This commentary originally appeared in The Monitor on June 4, 2017.

As a Texas consumer, you may not sit around talking about border adjustment taxes. However, an implementation of that policy could affect your pocketbook, especially when it comes to Texas’ already high insurance rates.

Most of the conversation around the proposed border adjustment tax (BAT) — as seen in the May 23 hearing held by the U.S. House of Representatives Ways and Means Committee — centers around the effect it will have on American exporters. However, few people are talking about the effect it will have on American consumers.

A new report from the Texas Public Policy Foundation and the R Street Institute helps illustrate how BAT may negatively affect consumers, especially in Texas. According to the study, if financial services are not exempted, Texas consumers would pay at least $3.39 billion in higher property-casualty insurance premiums over the next decade under the BAT. Here’s why:

Most Texans own multiple forms of insurance. Texas drivers are mandated by state law to have insurance, and it would be foolhardy to purchase a house without getting it insured. Insurance is everywhere and the companies which provide it are a key part of the economy.

These insurance providers need to be insured as well. A catastrophic event such as a tornado, hailstorm, or hurricane can cause insurance claims to skyrocket and cost insurers millions of dollars literally overnight. This is where reinsurance enters the picture. Reinsurance firms insure insurance companies against catastrophic events. They can afford to do this by spreading out the risk they take on, insuring companies against uncorrelated events such as cyberterrorism in Qatar, floods in Uzbekistan, and tornados in Texas. By covering such vast and unrelated spectrums of risks around the globe, reinsurance companies can be fairly certain that they will not be hit with multiple catastrophe claims in the same year.

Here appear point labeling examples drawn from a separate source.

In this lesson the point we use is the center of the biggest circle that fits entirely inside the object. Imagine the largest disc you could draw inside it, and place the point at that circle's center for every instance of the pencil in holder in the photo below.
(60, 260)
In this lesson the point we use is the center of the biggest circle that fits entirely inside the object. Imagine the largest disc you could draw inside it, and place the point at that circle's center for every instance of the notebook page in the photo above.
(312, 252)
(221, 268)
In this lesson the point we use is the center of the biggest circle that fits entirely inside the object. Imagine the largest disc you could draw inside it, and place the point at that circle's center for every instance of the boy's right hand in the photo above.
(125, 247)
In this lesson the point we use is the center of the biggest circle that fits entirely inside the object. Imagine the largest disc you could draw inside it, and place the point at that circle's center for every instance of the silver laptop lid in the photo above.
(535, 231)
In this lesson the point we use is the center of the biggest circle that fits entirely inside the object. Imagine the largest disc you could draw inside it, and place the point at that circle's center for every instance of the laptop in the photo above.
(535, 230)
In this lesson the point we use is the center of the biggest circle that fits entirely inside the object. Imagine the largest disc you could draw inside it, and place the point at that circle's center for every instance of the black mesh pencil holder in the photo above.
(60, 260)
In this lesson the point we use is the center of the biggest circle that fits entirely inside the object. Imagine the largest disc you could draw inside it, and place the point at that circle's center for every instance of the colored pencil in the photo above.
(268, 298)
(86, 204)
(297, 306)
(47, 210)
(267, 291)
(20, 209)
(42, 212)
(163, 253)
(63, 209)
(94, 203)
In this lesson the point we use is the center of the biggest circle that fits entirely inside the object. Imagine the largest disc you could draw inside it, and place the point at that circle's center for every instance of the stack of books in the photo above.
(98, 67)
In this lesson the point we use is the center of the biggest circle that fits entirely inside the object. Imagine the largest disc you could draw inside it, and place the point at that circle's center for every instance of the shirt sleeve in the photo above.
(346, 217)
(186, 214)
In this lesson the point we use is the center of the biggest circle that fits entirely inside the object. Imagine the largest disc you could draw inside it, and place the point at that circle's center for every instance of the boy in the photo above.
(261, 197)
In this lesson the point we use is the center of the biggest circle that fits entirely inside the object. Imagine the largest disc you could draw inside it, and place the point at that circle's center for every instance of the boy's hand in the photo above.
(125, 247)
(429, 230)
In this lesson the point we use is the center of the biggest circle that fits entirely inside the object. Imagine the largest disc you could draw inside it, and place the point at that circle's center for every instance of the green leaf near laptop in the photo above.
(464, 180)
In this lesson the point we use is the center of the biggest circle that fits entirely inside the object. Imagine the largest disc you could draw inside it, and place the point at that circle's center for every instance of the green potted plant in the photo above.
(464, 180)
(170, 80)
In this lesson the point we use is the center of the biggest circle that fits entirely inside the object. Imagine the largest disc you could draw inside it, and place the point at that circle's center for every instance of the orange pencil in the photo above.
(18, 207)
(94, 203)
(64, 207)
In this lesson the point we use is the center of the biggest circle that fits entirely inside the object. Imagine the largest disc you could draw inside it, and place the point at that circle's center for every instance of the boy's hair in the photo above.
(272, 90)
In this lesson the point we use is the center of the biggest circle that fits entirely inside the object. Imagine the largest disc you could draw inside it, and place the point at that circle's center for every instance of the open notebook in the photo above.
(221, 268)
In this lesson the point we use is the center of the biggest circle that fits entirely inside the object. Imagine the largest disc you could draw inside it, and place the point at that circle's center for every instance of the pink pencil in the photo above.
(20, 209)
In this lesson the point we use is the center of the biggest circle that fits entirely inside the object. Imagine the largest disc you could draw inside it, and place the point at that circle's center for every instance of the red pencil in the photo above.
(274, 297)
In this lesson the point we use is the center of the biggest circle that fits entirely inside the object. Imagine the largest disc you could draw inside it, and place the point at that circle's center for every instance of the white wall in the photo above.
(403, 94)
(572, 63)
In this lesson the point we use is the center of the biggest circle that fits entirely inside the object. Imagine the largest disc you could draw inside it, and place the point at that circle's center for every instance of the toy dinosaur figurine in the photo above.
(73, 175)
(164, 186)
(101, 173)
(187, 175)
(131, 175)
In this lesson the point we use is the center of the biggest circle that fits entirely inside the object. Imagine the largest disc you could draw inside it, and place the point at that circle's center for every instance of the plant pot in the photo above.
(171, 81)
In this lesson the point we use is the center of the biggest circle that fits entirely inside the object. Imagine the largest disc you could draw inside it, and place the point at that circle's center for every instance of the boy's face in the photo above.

The fact that reinsurance companies are global almost by definition makes them highly susceptible to a border adjustment tax. If applied to reinsurance, the tax would “eliminate taxes on foreign income earned by U.S. companies, while simultaneously removing U.S. firms’ ability to write off the costs of goods and services sourced from abroad.” Currently, domestic insurers can write off the cost of purchasing reinsurance as another legitimate business expense, even if that reinsurance is sourced from overseas (as is typical.) Under a BAT this may not be the case, and reinsurance purchased from foreign sources would be subject to the tax.

Forcing U.S. insurance companies to pay the BAT on reinsurance would significantly raise the price of using international reinsurance for U.S. insurers. This would likely result in the majority of American insurers withdrawing from the global market and having to either pay more to American reinsurers or charge higher premiums to consumers to cover their expected losses without the benefit of the global reinsurance market. This withdraw from the international reinsurance market and its consequences could lead to a sharp increase in the price of insurance in Texas, an increase that would be higher than that experienced anywhere else in America. This higher projected price increase in Texas is due to the fact that Texas experiences the most natural catastrophes a year out of the American states. In 2016 Texas accounted for $7.96 billion of catastrophe losses, the highest amount of any state.

Considering the frequency of catastrophic events in Texas, it is unsurprising that the Lone Star State already has some of the highest rates for property insurance in the United States. In 2013 — the last year for which data is available — Texas had the third-highest rates for homeowners insurance in the country. These already high premium rates would only increase under the proposed tax reform plan, costing consumers literally billions over the next decade.

Congress should consider all of the consequences before enacting a border adjustment tax, particular if it taxes reinsurance. The cost of such a tax could be significant for Texas, for Texans, and for the national economy as a whole.